Это было написано посредине листа крупно и размашисто. А ниже — мелко и неровно: «Смерть чаще всего приходит перед рассветом, чтобы дать понять, что она сильнее надежды на новый день. И она действительно сильнее».
— Нет, плохо, Леночка. Не надо так. Нельзя, — покачал головой Денисов. И пошел к холодильнику.
Лена пила водку с Денисовым и тихо плакала, перемежая всхлипывания какими-то бесполезными и бессвязными вопросами.
А Денисов, жалея ее бесконечно, грустил еще и о том, что не может ее сейчас сфотографировать (его фотоаппарат был заряжен сегодня суперкачественной немецкой пленкой), — снимок бы получился отменный. Такой он еще Лену не видел. Но, увы, нельзя было. Надо было сочувствовать и надо было находить нужные слова. Слова, слова… Как будто они когда-нибудь кому-нибудь помогли… А вот снимок бы получился совершенно потрясающий, это точно. И свет неплохо падает. Ничего менять не нужно. Эти невозможные глаза, полные слез. И вот этот момент, когда слеза отрывается от уголка глаза и медленно сползает по щеке.
Думая так, Денисов не молчал — говорил. Была у него эта способность: думать об одном, говорить другое.
— Смерть — это ведь не самое страшное. Непоправимое — да. Но не самое страшное. Поверь мне, Леночка. По крайней мере, это определенность. И во многих случаях понимание того, что человек отмучился. Надо верить, что твоей бабе Зое там лучше. Понимаешь?
— Но ведь это неправда, — качала головой Лена. — Неправда, что лучше.
— А кто знает? Я, кстати, и не сказал, что правда. Сказал, надо верить. Правда и вера — вещи разные. И еще, Леночка, смирение — вот что главное. Понимаешь?
— Нет, — упрямо мотала головой Лена. — Смириться — это значит спокойно принимать то зло, которое совершается в мире. Смириться — это значит ни JC кому не быть привязанным, не любить, не страдать от того, что кому-то плохо.

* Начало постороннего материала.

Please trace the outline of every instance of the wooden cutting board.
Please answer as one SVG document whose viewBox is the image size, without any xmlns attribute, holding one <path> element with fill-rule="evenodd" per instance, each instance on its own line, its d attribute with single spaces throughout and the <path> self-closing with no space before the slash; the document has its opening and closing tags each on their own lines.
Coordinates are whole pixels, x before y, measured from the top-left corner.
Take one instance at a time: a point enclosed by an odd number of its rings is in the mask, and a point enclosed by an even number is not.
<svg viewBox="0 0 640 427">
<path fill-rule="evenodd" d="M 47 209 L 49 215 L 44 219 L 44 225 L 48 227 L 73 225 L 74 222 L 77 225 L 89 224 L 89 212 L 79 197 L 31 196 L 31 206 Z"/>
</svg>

Но ведь это невозможно! Невозможно. Как смириться с болезнями, с потерей близких? Как смириться, когда хочется кричать от боли, когда совершенно невыносимой становится тоска? Получается, что мы рождены только на страдания.
— Вот. Вот именно. Тебе, наверное, и отец Владимир твой это говорил. Говорил ведь, да?
Лена покивала: говорил, конечно. А Денисов продолжил:
— Нужно смириться с тем, что мы рождены на страдания. Страдать — это нормально для нормального человека. И смирение именно в этом, чтобы принимать эти страдания достойно.
— Ничего не понимаю, — махнула рукой Лена. — Ничего. Страдание и смирение одновременно? А нельзя, чтобы не страдать?
— Попробуй.
— Да со мной-то такого не может быть. Мне, видно, это на роду написано.
— Вот видишь, — чуть ли не обрадовался Денисов. — Это уже где-то и смирение. Отчаяния не должно быть и уныния — это большой грех. А когда душа болит, да еще за ближнего, а не за себя, — это нормально.
На этих словах Денисов замолчал. Молчала и Лена. Соглашалась ли она с Денисовым? Не знаю. Понимала. Это да.
И путь от денисовской мастерской до троллейбусной остановки они проделали в этом молчаливом понимании, для которого не нужны ни взгляды, ни жесты, ни тем более слова — ничего из того, что имеет довольно грубое, если вдуматься, материальное выражение.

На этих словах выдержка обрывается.